1.3.2. Tujuan Khusus
• Untuk mengetahui distribusi karakteristik pasien MDR-TB (usia, jenis kelamin, pendidikan, status pernikahan, riwayat merokok, dan pekerjaan). • Untuk mengetahui prevalensi dan insiden simptom depresi dan kecemasan pada pasien MDR-TB sebelum mendapatkan OAT MDR, bulan pertama dan pada bulan ketiga sesudah mendapatkan OAT MDR. • Untuk mengetahui hubungan antara jenis kelamin dengan simptom depresi dan kecemasan pada pasien MDR-TB.

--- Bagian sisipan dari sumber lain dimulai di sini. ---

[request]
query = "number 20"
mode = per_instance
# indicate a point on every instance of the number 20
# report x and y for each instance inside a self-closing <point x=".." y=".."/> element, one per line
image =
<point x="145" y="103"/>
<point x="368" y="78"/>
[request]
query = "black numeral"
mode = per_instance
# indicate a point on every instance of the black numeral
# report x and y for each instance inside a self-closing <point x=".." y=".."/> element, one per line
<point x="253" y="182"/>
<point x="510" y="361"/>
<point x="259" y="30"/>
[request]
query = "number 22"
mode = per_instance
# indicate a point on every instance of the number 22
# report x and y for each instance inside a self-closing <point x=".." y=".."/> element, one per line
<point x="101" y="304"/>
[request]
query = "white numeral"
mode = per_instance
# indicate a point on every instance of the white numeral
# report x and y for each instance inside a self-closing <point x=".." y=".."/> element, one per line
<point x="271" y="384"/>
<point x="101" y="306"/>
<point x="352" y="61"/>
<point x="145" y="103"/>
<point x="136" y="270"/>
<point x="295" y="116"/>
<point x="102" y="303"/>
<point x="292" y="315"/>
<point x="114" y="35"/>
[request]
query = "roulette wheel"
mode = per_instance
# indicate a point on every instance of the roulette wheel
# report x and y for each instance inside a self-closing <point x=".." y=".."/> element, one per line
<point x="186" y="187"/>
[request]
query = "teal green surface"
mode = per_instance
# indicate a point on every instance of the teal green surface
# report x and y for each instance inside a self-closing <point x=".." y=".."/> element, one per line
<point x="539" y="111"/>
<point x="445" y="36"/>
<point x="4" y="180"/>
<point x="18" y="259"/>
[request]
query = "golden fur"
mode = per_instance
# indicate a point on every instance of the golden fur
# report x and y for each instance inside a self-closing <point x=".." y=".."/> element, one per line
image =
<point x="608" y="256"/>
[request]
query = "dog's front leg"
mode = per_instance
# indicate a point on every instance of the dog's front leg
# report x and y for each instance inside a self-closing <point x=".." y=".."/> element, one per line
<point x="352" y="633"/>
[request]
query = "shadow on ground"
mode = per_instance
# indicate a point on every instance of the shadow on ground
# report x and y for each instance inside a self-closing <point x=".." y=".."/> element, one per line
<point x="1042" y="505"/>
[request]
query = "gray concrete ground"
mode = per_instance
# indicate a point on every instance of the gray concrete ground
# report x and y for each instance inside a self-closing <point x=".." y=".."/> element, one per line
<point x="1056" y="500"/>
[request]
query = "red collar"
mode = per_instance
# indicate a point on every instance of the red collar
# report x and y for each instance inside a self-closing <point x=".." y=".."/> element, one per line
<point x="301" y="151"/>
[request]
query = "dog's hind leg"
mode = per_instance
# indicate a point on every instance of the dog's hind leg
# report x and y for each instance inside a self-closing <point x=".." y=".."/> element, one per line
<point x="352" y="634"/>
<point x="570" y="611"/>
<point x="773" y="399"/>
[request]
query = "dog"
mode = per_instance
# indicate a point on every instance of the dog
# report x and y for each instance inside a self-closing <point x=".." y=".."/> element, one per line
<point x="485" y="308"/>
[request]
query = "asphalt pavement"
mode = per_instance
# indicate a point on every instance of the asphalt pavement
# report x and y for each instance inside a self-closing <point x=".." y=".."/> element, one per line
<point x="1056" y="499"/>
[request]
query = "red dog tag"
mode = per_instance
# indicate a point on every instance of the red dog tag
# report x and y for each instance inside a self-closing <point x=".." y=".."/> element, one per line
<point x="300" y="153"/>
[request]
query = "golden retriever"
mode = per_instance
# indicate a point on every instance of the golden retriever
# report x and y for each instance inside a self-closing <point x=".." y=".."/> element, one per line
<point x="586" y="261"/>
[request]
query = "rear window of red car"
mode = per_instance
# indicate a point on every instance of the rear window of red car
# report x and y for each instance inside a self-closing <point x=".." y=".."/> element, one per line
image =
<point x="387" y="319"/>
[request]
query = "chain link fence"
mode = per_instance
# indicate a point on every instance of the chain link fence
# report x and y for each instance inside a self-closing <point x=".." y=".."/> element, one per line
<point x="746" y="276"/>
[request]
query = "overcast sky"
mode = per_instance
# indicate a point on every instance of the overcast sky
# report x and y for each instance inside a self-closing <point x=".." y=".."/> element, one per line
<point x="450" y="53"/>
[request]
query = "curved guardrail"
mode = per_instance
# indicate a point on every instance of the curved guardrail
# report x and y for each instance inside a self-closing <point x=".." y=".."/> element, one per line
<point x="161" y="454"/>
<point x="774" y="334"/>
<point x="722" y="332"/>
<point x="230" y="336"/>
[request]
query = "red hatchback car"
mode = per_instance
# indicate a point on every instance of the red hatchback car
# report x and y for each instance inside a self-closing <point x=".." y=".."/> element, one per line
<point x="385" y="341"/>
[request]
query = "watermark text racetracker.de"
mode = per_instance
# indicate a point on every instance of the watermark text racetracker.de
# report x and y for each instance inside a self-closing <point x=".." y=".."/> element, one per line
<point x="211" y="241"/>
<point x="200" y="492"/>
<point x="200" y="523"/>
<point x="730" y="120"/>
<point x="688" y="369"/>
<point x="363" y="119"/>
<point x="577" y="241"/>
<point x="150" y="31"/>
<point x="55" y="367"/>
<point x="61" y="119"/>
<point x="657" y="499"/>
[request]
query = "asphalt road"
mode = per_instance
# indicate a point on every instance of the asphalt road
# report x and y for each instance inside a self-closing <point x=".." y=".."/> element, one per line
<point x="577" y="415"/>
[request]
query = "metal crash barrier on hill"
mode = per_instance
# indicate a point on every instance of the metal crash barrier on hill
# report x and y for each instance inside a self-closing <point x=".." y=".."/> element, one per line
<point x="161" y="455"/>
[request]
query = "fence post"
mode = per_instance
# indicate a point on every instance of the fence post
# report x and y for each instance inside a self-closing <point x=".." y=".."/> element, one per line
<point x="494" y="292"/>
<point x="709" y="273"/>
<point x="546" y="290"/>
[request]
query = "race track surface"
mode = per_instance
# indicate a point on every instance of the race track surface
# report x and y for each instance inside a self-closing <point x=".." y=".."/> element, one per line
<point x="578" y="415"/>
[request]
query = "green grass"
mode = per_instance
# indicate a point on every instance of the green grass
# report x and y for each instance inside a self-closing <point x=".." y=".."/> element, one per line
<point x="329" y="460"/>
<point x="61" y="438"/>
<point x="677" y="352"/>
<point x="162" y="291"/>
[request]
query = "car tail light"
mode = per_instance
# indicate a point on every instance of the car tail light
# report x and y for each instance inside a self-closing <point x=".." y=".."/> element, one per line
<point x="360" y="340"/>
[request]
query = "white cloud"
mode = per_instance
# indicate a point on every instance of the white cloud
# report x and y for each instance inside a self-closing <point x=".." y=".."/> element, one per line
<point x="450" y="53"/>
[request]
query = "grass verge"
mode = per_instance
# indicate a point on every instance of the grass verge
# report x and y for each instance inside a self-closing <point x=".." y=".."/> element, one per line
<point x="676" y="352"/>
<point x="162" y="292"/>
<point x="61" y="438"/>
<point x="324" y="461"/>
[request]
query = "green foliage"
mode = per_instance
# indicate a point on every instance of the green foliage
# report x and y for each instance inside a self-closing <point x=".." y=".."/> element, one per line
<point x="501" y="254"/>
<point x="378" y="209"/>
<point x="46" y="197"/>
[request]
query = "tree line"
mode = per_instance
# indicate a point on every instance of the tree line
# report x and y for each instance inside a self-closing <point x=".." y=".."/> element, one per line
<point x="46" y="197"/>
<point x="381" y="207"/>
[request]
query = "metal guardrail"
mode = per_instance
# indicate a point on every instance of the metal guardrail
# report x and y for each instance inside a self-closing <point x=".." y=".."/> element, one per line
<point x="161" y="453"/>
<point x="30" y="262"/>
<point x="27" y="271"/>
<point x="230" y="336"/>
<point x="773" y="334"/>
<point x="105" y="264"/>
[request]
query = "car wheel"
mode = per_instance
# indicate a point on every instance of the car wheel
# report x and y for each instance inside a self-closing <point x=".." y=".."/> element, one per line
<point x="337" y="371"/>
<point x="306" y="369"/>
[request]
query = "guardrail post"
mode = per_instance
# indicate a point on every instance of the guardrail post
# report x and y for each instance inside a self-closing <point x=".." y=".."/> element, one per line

Universitas Sumatera Utara
1.4. Hipotesis Ada perbedaan proporsi antara simptom depresi dan kecemasan pada pasien MDR-TB sebelum mendapatkan OAT MDR, bulan pertama dan bulan ketiga sesudah mendapatkan OAT MDR.
1.5. Manfaat Penelitian
1. Dari penelitian ini diharapkan agar dokter / tenaga kesehatan yang memberikan pengobatan OAT MDR mampu mengobati pasien MDR-TB sampai tuntas. 2. Dari penelitian ini diharapkan agar pasien dengan pengobatan MDR-TB dapat melakukan kontrol pengobatan secara berkesinambungan ke dokter spesialis paru dan spesialis psikiatri sampai selesai pengobatan. 3. Dari penelitian ini diharapkan dapat mengetahui waktu mula terjadinya gejala depresi dan kecemasan sebelum atau sesudah pemberian OAT MDR. 4. Dari penelitian ini diharapkan agar adanya hubungan kerjasama antara divisi paru dan divisi psikiatri dalam menangani pasien MDR-TB sebelum ataupun sesudah mendapatkan OAT MDR. 5. Dari penelitian ini diharapkan dapat menambah wawasan dan pengetahuan peneliti pada pasien MDR-TB dengan simptom depresi dan kecemasan.